Ainsi commençait notre ville. Nous sommes pourtant loin d’un conte de fées. La survie fut une longue suite de luttes jusqu’en 1701, où il y eu La grande paix de Montréal, signée par le Sieur de Callière, représentant de la France et par 39 nations amérindiennes. Ce traité mettait fin aux guerres intermittentes qui ravageaient depuis toujours les tribus indiennes entre elles et assurait une nouvelle ère de développement dans les relations franco-amérindiennes. Comment ne pas y voir un acte découlant de la mission originelle de la fondation de Montréal? Après la bataille des Plaines d’Abraham, en septembre 1759, c’est par la prise de Montréal, en 1760, que la conquête de la colonie du Canada en Nouvelle-France par la Grande-Bretagne fut achevée mettant fin à guerre. Le territoire français fut attribué au Britanniques en 1763 par le Traité de Paris. En plus de son rôle propre, l’Église allait devoir jouer un rôle de cohésion sociale et de leadership dans la vie morale jusqu’à ce que les citoyens soient en mesure de prendre charge par eux-mêmes. La mission de la communion entre les peuples continue dans l’histoire de Montréal, et les évêques de Montréal en furent souvent les grands promoteurs, tout en assurant le service des pauvres et des malheureux, par le biais de multiples communautés religieuses.

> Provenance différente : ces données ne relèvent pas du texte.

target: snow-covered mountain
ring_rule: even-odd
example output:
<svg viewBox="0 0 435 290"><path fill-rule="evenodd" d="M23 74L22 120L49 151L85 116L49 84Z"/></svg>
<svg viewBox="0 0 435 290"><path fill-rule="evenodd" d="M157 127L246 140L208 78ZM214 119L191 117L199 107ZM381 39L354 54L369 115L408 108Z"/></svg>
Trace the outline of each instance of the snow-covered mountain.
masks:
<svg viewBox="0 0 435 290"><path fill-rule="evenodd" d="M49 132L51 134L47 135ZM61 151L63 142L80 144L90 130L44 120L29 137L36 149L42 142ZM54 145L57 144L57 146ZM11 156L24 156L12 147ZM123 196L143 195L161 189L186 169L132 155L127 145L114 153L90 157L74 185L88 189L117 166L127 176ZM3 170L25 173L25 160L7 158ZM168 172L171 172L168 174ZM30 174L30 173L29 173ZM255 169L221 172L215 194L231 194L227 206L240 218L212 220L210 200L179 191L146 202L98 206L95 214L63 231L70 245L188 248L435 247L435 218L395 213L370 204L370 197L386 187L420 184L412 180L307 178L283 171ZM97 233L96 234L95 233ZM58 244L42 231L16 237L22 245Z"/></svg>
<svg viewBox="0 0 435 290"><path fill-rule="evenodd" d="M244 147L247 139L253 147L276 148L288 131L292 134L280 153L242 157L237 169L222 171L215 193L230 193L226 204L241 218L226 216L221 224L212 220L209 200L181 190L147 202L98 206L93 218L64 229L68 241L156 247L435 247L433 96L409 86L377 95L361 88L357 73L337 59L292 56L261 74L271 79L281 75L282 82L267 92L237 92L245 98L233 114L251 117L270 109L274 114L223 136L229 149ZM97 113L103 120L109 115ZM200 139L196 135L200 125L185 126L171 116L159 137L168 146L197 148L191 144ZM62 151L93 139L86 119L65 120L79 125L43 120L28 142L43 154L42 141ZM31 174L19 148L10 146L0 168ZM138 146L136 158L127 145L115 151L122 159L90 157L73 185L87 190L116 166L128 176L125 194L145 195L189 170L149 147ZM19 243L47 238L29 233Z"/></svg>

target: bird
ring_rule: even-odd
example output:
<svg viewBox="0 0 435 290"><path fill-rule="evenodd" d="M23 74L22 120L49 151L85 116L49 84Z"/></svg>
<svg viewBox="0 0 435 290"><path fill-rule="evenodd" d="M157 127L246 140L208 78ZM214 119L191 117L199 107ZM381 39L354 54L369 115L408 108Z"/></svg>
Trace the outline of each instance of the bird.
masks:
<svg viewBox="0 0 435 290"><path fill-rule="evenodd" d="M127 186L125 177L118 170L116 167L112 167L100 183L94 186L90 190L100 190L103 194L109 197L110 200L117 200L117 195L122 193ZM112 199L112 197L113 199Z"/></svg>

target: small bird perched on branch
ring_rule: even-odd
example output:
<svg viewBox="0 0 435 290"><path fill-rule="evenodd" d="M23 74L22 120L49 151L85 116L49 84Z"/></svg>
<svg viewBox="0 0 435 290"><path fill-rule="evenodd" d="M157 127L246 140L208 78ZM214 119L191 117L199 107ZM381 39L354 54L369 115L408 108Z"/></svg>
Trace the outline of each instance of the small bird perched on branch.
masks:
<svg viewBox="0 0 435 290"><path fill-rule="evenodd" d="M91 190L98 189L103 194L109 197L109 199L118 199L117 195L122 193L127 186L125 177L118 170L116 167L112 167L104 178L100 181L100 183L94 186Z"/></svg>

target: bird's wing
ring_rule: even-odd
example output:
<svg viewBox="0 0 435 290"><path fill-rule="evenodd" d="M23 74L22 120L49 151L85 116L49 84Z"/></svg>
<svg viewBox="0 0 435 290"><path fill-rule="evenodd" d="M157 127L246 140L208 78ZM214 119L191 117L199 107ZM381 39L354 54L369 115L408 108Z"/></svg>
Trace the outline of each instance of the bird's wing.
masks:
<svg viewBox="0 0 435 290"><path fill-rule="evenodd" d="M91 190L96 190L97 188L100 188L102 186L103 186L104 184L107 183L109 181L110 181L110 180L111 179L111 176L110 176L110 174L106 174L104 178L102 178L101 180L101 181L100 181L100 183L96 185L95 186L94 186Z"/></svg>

En 1910, Montréal tenait le premier Congrès Eucharistique international hors de l’Europe. Toute la population y a participé avec une ferveur telle que tous les visiteurs n’en avait jamais vu, ni entendu parler. Il y a cinquante ans cette année, une autre occasion fut donnée à notre peuple de montrer ce qu’il était capable de faire. Il allait accueillir le monde entier à l’Exposition universelle de 1967. Le résultat fut tout simplement éblouissant. Était-ce le début d’un « temps nouveau », comme le disait la chanson, ou le produit le plus accompli d’un brave peuple, d’un « peuple nouveau »? On parlait plutôt de « révolution tranquille ». Puis il y eu le grand effort de la tenue des Jeux Olympiques d’été, en 1976.
Quoiqu’il en soit, Montréal n’a jamais cessé d’être une terre de cohabitation toujours plus cosmopolite, où il fait bon vivre. C’est d’ailleurs une ville sans véritable ghettos; ce qui est particulièrement rare.
Mais cette ville a-t-elle encore une mission? Si oui, laquelle? Et comment nos communautés chrétiennes peuvent-elles prendre un « tournant missionnaire » dans une continuité avec nos ancêtres et nos fondateurs? Comment allons-nous tenir compte des menaces contre la langue et la culture française, de la désaffection de notre religion, des crises morales que rencontrent les jeunes qui s’éloignent de l’idéal du couple et de la famille chrétienne, du système d’éducation qui ne résiste plus aux valeurs mondialistes, de la technologie envahissante aux dépens des relations interpersonnelles?
Un mot revient souvent dans le document des évêques, c’est le mot « conversion ». C’est justement le même mot qu’utilisaient les fondateurs de Montréal pour parler de la mission de Montréal. Il y avait dans ce projet le rêve d’une ville où la communion entre les peuples se ferait en cherchant à unir le meilleur de chacun pour le bien-être de la communauté. La communion est le sens très chrétien du mot « conversion ». N’est-ce pas le mot qui semble traverser toute notre histoire et la guider, hier, aujourd’hui et… demain? « Montréal, métropole de la Communion! »… Cela pourrait certainement inspirer nos liturgies du 375ème, car il faut garder vivant notre lien avec le Christ et en Église, seul garant de la véritable communion.